Drawing largely on standard biographies, four-star general McChrystal (Team of Teams: New Rules of Engagement for a Complex World, 2015, etc.), former Navy Seal Eggers, and Marine Corps veteran Mangone offer lively, succinct profiles of 13 leaders from diverse fields with the goal of examining assumptions about leadership as well as “challeng[ing] traditional leadership models.” Structured to emulate Plutarch’s Parallel Lives, the book pairs leaders to compare and contrast their qualities: Walt Disney and Coco Chanel represent business founders; Albert Einstein and Leonard Bernstein, geniuses; French revolutionary Robespierre and Iraqi jihadi Abu Musab al-Zarqawi, zealots; 15th-century Chinese fleet commander Zheng He and 19th-century American abolitionist Harriet Tubman, heroes; New York politician “Boss” Tweed and Margaret Thatcher, power brokers; and Martin Luther and Martin Luther King, Jr., reformers. Confederate general Robert E. Lee, once “a symbol of stoic commitment to duty” whom McChrystal grew up admiring, merits a chapter of his own.

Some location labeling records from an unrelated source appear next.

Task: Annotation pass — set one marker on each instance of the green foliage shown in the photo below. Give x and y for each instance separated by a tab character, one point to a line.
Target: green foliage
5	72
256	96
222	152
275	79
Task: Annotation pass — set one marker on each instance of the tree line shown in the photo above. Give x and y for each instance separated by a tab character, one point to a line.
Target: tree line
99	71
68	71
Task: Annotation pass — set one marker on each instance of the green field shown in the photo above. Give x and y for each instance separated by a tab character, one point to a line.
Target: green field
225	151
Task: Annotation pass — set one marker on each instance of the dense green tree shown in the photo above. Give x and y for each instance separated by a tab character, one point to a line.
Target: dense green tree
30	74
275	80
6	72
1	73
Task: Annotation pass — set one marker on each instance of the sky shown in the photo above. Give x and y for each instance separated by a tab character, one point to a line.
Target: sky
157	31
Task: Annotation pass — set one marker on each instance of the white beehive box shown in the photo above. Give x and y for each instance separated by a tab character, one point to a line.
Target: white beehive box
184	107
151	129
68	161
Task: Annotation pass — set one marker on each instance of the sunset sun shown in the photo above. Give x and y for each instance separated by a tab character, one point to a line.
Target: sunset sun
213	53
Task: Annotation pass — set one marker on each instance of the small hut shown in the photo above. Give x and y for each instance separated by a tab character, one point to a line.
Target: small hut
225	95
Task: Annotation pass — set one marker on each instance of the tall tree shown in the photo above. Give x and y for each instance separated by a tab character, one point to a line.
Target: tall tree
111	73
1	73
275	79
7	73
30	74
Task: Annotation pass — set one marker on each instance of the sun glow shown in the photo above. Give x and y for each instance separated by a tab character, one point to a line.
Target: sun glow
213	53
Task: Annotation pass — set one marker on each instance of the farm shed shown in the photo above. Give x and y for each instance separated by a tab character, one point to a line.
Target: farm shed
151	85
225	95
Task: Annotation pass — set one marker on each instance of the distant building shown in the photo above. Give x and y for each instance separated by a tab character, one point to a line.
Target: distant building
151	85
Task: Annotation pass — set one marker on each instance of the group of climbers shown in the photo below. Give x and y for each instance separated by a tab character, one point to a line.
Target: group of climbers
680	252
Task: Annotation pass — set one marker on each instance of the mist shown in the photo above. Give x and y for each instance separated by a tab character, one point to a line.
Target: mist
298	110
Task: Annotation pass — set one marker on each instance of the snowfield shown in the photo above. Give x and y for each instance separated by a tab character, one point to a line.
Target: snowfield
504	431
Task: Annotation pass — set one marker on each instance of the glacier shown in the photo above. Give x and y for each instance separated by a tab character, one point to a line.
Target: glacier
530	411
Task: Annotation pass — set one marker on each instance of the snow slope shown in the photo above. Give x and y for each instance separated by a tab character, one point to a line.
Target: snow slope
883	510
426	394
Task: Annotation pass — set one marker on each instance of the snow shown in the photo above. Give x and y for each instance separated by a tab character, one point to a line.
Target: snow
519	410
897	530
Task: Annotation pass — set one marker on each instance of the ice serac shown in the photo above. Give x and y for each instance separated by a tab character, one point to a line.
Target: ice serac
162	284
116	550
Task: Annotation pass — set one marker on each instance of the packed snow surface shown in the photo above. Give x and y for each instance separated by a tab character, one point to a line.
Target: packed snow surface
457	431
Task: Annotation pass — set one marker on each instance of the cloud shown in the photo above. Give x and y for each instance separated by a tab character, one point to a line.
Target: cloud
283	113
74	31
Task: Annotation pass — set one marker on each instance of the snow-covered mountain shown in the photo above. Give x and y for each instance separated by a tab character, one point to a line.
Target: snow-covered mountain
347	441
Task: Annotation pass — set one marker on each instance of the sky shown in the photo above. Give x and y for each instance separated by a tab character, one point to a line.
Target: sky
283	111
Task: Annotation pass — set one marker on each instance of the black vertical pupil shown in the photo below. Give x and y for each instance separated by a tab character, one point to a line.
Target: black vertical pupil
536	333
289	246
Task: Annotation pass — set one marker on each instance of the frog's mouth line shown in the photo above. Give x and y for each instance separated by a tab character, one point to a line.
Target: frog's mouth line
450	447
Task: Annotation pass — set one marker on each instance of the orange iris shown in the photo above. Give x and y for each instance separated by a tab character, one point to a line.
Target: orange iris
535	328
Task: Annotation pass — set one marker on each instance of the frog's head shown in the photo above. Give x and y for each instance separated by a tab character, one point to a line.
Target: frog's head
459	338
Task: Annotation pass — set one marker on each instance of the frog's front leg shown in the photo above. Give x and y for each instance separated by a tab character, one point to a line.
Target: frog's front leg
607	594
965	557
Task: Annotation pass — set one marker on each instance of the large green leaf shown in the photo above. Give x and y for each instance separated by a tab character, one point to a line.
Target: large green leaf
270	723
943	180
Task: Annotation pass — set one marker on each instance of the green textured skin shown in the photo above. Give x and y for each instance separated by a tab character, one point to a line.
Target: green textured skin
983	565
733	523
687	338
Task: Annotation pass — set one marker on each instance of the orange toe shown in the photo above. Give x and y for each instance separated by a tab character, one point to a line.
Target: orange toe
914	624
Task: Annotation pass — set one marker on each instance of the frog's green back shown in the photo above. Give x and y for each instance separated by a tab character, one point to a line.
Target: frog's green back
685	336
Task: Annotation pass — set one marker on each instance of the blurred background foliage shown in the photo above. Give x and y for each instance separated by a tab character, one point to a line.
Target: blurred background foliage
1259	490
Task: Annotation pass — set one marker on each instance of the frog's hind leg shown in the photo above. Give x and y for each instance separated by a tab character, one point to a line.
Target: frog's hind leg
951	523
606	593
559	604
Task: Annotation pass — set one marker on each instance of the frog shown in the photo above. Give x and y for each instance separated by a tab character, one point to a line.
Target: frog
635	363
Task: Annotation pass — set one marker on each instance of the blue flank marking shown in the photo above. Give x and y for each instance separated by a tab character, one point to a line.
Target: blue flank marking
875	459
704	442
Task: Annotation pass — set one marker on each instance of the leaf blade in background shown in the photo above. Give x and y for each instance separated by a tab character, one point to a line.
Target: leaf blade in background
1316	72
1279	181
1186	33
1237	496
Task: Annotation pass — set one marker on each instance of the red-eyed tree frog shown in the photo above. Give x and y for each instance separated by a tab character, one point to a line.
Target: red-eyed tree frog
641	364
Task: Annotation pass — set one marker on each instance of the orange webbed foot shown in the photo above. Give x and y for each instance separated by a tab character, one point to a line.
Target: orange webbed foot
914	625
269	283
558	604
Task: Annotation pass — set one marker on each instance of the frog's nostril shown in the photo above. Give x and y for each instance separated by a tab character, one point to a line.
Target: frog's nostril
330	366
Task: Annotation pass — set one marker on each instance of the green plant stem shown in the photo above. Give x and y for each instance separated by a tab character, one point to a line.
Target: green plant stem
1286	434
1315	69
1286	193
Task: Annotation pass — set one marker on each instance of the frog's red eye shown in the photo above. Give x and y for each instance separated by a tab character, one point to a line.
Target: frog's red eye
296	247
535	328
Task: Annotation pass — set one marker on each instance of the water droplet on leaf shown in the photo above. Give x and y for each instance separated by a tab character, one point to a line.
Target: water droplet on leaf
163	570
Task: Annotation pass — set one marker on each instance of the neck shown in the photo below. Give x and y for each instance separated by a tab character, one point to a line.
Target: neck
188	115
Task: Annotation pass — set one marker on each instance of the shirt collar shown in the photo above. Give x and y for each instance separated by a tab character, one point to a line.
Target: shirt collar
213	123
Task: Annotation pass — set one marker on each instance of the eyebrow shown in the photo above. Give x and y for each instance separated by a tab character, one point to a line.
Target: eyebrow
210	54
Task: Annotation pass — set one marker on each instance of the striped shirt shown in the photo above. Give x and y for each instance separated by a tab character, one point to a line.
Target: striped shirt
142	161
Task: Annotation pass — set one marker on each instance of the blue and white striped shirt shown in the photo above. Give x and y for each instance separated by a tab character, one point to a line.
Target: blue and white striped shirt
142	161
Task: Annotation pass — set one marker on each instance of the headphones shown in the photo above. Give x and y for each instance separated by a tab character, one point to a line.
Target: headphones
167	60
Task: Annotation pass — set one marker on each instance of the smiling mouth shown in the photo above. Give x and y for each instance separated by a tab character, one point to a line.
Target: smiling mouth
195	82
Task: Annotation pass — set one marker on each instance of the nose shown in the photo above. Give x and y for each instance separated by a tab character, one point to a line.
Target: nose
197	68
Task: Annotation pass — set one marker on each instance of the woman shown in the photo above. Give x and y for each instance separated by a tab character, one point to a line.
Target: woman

Rather than devise a checklist of leadership traits, the authors ask why each individual emerged from their particular context as a leader: “What was it about the situation that made this style of leadership effective?” They dispel the idea of leadership “as a process-driven, action-oriented practice…of influencing a group toward some defined outcome.” Instead, they assert that leaders provide “a meaningful sense of direction” that is “clarifying and comforting.” In all cases, they see that to understand the power of a leader, “one must look away from the leader and toward the followers and institutions that enable them.” Leaders may be courageous and charismatic, but beyond those attributes, “they deliver something” that followers need or desire. Followers, therefore, must hold leaders accountable and “shape and confine their leaders’ styles.” Leadership, the authors maintain, cannot be reduced to a formula but “is contextual and dynamic” and “more about the symbolism, meaning, and future potential leaders hold for their system, and less about the results they produce.”

A convincing rebuttal of the “Great Man” theory of history.